Observant aliens visiting Earth and studying its civilizations would probably be pretty obsessed with wheat. They couldn’t fail to note how staggeringly many people we feed with the crop on this planet. “Wheat is one of the main staple crops in the world and provides 20% of daily protein and calories,” notes the Wheat Initiative, a project launched by G20 agricultural ministers. “With a world population of 9 billion in 2050, wheat demand is expected to increase by 60%. To meet the demand, annual wheat yield increases must grow from the current level of below 1% to at least 1.6%.” That’s why the punchline of a new study in the Proceedings of the National Academy of Sciences is pretty troubling. A warming climate, it suggests, could drive wheat yields in the opposite direction – down — in the United States and, possibly, elsewhere.

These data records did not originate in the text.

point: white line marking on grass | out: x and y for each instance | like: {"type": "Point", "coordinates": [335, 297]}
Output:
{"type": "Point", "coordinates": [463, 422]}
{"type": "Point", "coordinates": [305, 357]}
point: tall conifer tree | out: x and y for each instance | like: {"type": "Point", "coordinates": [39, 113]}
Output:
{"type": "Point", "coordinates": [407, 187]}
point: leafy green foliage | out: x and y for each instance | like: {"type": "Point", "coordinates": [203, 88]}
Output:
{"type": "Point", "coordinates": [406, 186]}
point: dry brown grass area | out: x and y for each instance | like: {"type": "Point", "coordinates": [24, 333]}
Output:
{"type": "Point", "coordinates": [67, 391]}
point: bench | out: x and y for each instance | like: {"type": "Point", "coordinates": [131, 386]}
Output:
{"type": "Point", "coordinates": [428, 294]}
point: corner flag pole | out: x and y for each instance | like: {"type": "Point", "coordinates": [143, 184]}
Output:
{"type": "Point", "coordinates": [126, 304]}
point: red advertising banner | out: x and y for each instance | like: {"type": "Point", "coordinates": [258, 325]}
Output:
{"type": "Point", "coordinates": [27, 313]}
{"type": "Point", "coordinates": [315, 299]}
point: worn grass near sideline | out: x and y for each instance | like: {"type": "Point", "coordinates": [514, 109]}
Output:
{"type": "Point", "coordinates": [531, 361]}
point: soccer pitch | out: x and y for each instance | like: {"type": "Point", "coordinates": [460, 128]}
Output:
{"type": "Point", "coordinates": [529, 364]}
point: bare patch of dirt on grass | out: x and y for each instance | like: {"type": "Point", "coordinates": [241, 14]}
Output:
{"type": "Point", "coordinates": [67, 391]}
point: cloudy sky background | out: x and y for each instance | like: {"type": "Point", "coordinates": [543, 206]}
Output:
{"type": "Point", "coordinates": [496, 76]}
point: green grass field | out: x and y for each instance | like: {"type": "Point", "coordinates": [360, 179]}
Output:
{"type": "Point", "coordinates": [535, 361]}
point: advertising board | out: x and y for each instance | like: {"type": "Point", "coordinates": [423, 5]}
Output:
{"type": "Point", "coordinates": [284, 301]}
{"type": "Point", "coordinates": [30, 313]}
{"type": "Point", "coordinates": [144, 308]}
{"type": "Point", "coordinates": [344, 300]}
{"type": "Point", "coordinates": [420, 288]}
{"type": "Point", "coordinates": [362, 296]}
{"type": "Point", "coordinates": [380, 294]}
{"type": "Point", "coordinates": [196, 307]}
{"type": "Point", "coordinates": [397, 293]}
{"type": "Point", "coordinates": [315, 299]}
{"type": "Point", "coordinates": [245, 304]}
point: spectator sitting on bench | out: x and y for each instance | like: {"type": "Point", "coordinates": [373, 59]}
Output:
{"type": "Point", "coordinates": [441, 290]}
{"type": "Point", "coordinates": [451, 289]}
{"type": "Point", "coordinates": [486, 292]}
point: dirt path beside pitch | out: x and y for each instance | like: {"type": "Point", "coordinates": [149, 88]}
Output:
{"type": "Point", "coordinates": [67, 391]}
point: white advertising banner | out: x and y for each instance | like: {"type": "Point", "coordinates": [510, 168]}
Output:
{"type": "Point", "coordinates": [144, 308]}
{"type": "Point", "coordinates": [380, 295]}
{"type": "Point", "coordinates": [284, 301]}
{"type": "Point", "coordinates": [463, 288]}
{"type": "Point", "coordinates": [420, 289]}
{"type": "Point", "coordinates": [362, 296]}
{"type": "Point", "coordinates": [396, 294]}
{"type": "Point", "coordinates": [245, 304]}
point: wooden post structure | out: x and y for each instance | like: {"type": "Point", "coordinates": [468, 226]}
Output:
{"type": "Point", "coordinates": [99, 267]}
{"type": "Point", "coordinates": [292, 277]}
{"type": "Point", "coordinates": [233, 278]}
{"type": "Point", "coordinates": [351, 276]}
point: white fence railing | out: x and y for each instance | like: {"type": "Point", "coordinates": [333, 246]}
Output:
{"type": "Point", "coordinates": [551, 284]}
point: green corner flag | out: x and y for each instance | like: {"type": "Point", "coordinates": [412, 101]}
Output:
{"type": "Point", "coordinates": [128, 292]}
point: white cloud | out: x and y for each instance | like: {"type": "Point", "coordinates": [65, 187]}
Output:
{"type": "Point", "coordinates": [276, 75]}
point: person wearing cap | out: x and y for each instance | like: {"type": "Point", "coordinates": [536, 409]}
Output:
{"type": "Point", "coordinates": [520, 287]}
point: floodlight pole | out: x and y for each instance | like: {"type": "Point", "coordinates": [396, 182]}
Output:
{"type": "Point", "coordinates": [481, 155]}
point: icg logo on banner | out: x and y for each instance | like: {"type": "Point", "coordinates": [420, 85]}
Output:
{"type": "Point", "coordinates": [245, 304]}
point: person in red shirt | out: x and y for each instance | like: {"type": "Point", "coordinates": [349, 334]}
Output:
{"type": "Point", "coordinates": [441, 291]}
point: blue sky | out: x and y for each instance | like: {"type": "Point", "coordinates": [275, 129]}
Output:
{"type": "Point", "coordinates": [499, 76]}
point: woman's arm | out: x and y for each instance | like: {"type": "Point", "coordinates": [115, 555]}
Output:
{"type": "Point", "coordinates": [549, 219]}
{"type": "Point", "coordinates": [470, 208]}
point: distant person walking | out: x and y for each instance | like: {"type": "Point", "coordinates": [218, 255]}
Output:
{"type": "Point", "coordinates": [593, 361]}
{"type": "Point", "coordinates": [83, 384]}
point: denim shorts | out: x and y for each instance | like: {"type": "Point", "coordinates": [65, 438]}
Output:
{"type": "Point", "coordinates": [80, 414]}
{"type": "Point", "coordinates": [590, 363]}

“The net effect of warming on yields is negative,” write Jesse Tack of the agricultural economics department of Mississippi State University and two colleagues, “even after accounting for the benefits of reduced exposure to freezing temperatures.” That’s no small matter, the study notes, in that wheat is “the largest source of vegetable protein in low-income countries.”
The study compared results from nearly 30 years of winter wheat trials across Kansas — a state that produced $2.8 billion worth of wheat crop in 2013 — with data on weather and precipitation. Winter wheat grows from September to May and faces two major temperature-related threats during this cycle — extreme winter cold, and extreme spring heat. Global warming ought to cut down on the freezing temperatures, but also amp up really hot ones. The study found, however, that on balance, the effect is more negative than positive, with a roughly 15 percent decline in wheat yields under a 2 degrees Celsius warming scenario, rising to around 40 percent with 4 degrees (C) of warming.
As for whether the Kansas-based research can easily be extrapolated to other regions where wheat is grown around the world, that depends highly on the local climate, says lead author Tack. So long as warming creates a situation in which temperatures in a given place more frequently reach 34 degrees Celsius (or 92.3 degrees Fahrenheit) during the growing season, then it could be bad for wheat, based on his study. “The tipping point is 34 degrees Celsius,” says Tack. “In terms of the estimated warming impacts, it’s largely going to be a matter of whether the new climate has increased exposure over 34 degrees.”